Josh Rivers, director of communications at Naz, says: “We receive lots of information about disparities impacting our communities and seldom any solutions for how to meaningfully address those disparities. That’s where Naz comes in. We do the proverbial [maths].”

He continued: “Add to that the insights, cultural fluency and legitimacy that comes from working within our own communities and it becomes clear that BAME-led charities should be considered key stakeholders in ending HIV. We have access, ideas and efficacy.”

The Gospel According to HIV is an example of how the team at Naz deliver culturally-specific interventions.

In 2017, Public Health England reported that of the heterosexual black Africans who tested positive for HIV, 69 per cent of men and 52 per cent of women received a late diagnosis.

According to the latest (2013) report from the Evangelical Alliance, 48 per cent of churchgoers in London are black, and from 2005 to 2012 church attendance across Southwark, Lambeth and Newham (London boroughs with considerable BAME communities) grew by 50 per cent.

Data from the 2016 HIV Stigma Index revealed that 59 per cent of BAME people living with HIV felt supported when they told someone in their faith community about their status.

Wadibia says: “There is a clear and present opportunity to work closely with faith leaders and people of faith to ensure HIV advocacy, testing and care is incorporated more widely into ministries.”

In the spirit of progress, four faith leaders stepped forward at The Gospel According to HIV to take HIV tests in front of a packed church, including Reverend Rose Hudson-Wilkin, Chaplain to Her Majesty the Queen.

On her support of Naz, Reverend Hudson-Wilkin says: “The Gospel According to HIV is such an important intervention which recognises the impact and influence of the church as a space for important social change.

ADVOCACY
“BAME communities continue to be disproportionately impacted by poor sexual health and HIV and it is of the utmost importance that faith leaders answer the call to incorporate HIV advocacy, testing and care into their ministries.

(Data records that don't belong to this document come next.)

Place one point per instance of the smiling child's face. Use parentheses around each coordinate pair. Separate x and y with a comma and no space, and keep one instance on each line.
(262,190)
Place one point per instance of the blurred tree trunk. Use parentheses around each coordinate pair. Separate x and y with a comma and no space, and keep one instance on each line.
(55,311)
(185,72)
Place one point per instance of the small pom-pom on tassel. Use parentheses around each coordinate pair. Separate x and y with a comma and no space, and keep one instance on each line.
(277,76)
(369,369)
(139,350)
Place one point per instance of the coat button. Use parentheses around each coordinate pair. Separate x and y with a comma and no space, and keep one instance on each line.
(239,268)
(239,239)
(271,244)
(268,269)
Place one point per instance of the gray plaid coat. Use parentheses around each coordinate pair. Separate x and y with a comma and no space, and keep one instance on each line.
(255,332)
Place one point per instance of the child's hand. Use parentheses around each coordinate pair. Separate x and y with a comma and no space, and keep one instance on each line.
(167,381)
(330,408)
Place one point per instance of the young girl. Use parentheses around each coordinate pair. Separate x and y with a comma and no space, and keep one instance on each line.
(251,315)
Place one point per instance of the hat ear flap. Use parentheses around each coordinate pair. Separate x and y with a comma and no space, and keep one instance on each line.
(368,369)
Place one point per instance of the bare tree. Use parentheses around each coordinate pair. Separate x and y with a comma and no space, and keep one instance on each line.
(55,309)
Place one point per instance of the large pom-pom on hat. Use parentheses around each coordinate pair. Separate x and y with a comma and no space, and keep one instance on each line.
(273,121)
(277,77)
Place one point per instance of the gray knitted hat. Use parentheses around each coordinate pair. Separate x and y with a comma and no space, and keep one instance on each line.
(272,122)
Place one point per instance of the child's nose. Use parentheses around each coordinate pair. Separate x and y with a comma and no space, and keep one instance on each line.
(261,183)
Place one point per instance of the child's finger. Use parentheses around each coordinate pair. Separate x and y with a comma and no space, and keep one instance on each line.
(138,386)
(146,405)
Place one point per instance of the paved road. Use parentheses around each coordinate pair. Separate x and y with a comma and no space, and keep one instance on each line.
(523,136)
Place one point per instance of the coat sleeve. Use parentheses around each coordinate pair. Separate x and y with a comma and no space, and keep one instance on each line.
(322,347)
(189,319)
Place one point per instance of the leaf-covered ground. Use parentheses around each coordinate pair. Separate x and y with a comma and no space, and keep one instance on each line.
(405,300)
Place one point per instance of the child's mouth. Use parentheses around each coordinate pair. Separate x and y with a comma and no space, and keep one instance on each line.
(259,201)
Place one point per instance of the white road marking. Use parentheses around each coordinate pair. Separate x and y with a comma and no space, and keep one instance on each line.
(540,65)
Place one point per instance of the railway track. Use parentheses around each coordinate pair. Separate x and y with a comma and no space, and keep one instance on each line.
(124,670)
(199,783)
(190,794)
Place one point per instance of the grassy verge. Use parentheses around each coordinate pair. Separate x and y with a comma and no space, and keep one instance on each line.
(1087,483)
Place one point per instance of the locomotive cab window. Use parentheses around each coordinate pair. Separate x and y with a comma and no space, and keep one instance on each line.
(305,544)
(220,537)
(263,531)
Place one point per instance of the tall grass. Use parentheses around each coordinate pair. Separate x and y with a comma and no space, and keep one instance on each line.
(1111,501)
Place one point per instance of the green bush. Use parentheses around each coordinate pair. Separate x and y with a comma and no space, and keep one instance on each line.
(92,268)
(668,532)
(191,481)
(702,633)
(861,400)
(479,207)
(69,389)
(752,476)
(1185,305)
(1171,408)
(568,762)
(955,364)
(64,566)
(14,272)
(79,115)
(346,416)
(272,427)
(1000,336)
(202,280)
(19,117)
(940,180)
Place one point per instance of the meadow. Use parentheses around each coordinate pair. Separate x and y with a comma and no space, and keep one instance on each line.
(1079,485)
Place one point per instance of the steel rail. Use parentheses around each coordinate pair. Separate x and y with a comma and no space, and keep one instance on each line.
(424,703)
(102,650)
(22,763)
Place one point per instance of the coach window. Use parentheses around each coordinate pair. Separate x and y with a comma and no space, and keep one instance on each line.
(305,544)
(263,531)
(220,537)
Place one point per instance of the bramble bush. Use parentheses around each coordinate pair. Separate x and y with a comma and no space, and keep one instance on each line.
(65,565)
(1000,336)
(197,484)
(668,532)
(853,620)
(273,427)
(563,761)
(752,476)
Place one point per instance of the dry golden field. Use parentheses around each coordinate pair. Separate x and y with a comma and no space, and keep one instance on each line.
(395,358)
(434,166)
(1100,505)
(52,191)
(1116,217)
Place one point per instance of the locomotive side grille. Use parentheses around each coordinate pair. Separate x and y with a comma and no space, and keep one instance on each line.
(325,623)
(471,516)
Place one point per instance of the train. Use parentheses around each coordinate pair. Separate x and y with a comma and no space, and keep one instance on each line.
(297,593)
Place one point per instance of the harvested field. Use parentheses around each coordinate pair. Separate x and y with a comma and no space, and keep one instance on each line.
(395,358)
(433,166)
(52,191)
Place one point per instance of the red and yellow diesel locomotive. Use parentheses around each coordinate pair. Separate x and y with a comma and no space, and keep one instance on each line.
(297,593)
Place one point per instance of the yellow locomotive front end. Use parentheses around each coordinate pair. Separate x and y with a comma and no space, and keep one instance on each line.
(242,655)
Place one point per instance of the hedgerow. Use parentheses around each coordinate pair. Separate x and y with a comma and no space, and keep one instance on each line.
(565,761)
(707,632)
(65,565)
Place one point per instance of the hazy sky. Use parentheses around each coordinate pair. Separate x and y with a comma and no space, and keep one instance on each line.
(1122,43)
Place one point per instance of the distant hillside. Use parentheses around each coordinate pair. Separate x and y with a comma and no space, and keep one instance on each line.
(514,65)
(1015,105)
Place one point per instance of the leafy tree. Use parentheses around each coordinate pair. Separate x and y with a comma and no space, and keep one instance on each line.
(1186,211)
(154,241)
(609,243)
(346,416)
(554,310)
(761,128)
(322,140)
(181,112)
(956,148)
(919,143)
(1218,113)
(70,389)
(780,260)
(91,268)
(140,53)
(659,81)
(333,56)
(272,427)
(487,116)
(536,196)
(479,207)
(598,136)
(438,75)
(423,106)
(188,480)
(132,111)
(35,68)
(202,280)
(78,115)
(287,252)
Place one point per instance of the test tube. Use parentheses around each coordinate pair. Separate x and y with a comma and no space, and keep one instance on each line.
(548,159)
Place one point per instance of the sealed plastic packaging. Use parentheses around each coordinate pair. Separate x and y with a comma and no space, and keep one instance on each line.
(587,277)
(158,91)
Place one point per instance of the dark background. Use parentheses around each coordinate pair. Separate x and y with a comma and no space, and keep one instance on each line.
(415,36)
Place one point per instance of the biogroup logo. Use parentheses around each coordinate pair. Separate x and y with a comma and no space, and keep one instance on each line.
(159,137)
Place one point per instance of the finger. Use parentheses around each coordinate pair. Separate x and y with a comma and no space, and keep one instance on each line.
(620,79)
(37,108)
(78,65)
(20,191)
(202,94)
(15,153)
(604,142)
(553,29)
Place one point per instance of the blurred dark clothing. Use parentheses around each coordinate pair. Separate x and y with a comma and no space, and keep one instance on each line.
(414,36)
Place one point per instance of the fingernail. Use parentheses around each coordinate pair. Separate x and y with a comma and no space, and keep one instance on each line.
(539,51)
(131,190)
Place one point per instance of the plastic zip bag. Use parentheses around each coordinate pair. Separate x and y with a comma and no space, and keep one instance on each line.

“If we’re to end all new HIV diagnoses by 2030, we cannot do it without faith leaders and faith communities.”

Naz, through its Countdown to Zero campaign, is calling on the government and funding bodies to allocate appropriate resources to BAME-led organisations delivering interventions in BAME communities.

Wadibia believes the government is not doing its part. “Charities like Naz, movements like Decolonising Contraception, are best placed to do this work and we should be supported to do it,” she says. “We will continue to innovate, but we need the government and funding bodies to meet us halfway. “Our communities will continue to suffer unless the government steps up.”